Sfide e opportunità per le donne nella scienza
Nonostante questi progressi, la realtà è che le donne nella scienza devono ancora affrontare numerose sfide. Storicamente, sono stati spesso sistematicamente ignorati e non nominati. Anche adesso, molte donne hanno difficoltà a trovare la propria voce ascoltata e creduta. La professoressa Elke Wolf dell'Università di Scienze Applicate di Monaco sottolinea che le pratiche e gli stereotipi specifici di genere svantaggiano le donne nelle materie MINT. Questa percezione è descritta con il termine “clima freddo”, che rappresenta un’atmosfera lavorativa poco accogliente per le donne in settori dominati dagli uomini.
Il cosiddetto effetto Mathilda dimostra che il contributo delle donne alla scienza è spesso meno riconosciuto. Questo è un problema storico che ha colpito anche eminenti scienziate come Lise Meitner e Rosalind Franklin. Ciò ha anche implicazioni finanziarie: le professoresse guadagnano in media 660 euro in meno dei loro colleghi uomini di livello salariale più alto. Ciò dimostra che, nonostante tutte le iniziative per promuovere l’uguaglianza, c’è ancora molto da fare.

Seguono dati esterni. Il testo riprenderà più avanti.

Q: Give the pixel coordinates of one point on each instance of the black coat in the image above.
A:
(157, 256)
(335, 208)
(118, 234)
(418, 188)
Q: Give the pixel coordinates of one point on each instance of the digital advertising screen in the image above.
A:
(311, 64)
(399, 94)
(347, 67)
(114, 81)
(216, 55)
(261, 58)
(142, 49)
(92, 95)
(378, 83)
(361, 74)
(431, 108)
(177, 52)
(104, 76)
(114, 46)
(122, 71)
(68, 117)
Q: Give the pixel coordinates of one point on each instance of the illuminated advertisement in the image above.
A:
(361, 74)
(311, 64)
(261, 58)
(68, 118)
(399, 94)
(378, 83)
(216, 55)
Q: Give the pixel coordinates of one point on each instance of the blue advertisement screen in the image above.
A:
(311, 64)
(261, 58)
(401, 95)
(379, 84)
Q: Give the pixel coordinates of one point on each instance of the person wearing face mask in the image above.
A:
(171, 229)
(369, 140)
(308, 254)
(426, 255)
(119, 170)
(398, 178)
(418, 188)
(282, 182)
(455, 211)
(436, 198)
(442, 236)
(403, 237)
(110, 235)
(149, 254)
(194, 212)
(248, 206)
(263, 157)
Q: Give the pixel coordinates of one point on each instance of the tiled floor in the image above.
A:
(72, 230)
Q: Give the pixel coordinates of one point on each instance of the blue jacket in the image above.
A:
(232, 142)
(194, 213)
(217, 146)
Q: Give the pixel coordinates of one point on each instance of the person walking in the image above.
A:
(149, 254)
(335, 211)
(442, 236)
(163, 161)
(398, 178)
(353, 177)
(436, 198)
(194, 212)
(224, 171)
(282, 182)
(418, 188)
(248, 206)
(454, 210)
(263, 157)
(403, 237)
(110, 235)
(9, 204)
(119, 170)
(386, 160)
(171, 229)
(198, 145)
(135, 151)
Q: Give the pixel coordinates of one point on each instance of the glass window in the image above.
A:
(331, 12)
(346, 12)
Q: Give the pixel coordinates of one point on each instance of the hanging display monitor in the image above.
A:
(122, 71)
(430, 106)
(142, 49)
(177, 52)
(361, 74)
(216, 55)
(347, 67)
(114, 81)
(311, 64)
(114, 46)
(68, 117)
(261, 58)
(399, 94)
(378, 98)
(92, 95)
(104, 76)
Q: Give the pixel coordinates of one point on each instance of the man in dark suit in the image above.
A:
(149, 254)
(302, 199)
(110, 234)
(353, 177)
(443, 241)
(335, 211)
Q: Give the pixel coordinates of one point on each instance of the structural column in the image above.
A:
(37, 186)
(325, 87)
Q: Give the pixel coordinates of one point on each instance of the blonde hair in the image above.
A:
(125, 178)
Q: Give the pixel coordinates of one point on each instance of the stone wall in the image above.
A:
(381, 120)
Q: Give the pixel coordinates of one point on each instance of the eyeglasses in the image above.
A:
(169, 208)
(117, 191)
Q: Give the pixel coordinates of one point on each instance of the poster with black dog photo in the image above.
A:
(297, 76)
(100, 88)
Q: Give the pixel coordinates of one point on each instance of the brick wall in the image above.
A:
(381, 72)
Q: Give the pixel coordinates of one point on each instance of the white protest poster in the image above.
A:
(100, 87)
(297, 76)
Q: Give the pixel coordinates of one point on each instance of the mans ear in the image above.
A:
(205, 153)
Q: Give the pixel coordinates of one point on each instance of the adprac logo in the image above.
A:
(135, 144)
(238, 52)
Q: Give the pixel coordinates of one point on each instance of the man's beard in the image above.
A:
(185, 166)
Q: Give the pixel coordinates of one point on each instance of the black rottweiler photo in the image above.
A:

Promuovere la visibilità e i risultati delle donne nella scienza è fondamentale per smantellare gli stereotipi di genere. Iniziative come “Diversity connects” mirano non solo ad aumentare le pari opportunità, ma anche a sensibilizzare sugli aspetti differenziati per genere nella ricerca. Scienziate come Ylva Götberg, riconosciuta come leader emergente dalla rivista TIME, sono modelli importanti che dimostrano che vale la pena lottare per la propria visibilità.
In sintesi, si può affermare che la visibilità mediatica delle donne nella scienza è molto inferiore al loro numero reale. Le disuguaglianze strutturali e gli svantaggi che le donne sperimentano nel sistema scientifico continuano a rappresentare una sfida che deve essere superata. Sia l’istruzione che i finanziamenti mirati svolgono un ruolo chiave nel futuro della scienza.
Per ulteriori informazioni su questi temi potete visionare i rapporti del KIT, del BMFTR e le analisi su Tagesschau.de: KIT, BMFTR E notizie quotidiane.